I have a column 'Gender' inside a synthetic dataframe with value_counts that look like this:

df['Gender'].value_counts()

    male       42758
    female     27170
    other      27060
    unknown     6849
    0            724
    Name: Gender, dtype: int64

I am preprocessing this dataset for linear regression. Does it make sense to club '0' and 'unknown' together and replace their occurrences with 'male', since 'male' is the most frequently occurring value?

  • 1
    Essentially replacing with the mode. Yes, it makes sense – yatu Dec 12 '19 at 14:38
  • If you want to be extra cautious, do you know when observations are unknown? Is it random or is it caused by something? is it more likely that females end as unknowns? Sometimes it might be better to leave them as a separate category, but *most* times replacing with the mode might be enough. – Juan C Dec 12 '19 at 14:40
  • It really depends on your population. If you replace them with `male`, then you have roughly three quarters of males.
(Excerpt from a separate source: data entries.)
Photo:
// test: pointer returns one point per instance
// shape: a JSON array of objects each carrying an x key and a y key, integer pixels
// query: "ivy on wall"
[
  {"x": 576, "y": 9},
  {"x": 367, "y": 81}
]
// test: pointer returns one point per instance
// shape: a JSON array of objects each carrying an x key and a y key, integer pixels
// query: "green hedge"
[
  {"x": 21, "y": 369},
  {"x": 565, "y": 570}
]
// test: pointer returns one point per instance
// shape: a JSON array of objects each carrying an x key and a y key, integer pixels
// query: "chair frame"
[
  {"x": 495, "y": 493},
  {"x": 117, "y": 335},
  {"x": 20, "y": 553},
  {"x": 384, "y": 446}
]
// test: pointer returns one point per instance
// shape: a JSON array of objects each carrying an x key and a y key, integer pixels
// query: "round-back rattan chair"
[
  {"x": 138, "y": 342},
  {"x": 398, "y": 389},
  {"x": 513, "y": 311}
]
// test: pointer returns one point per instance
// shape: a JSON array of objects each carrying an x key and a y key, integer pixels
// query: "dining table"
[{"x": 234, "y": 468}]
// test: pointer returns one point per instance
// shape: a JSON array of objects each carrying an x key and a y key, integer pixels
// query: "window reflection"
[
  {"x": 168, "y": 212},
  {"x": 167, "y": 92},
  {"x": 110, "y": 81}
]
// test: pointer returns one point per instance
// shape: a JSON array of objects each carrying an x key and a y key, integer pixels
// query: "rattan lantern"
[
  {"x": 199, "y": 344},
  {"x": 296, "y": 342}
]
Do you expect that in a general population? – Quang Hoang Dec 12 '19 at 14:43
  • https://datascience.stackexchange.com/questions/39058/dealing-with-nan-missing-values-for-logistic-regression-best-practices – PV8 Dec 12 '19 at 15:15
  • https://stackoverflow.com/questions/33113947/using-scikit-learn-sklearn-how-to-handle-missing-data-for-linear-regression – PV8 Dec 12 '19 at 15:15
  • The model will underfit if you club to the male category – Saniya Parveez May 27 '20 at 08:58

1 Answers1

0
  • you can drop those rows as them count is very low compared to other levels of this column.
  • another solution is to remove then values and fillna using the median, mode or nearest value from other rows.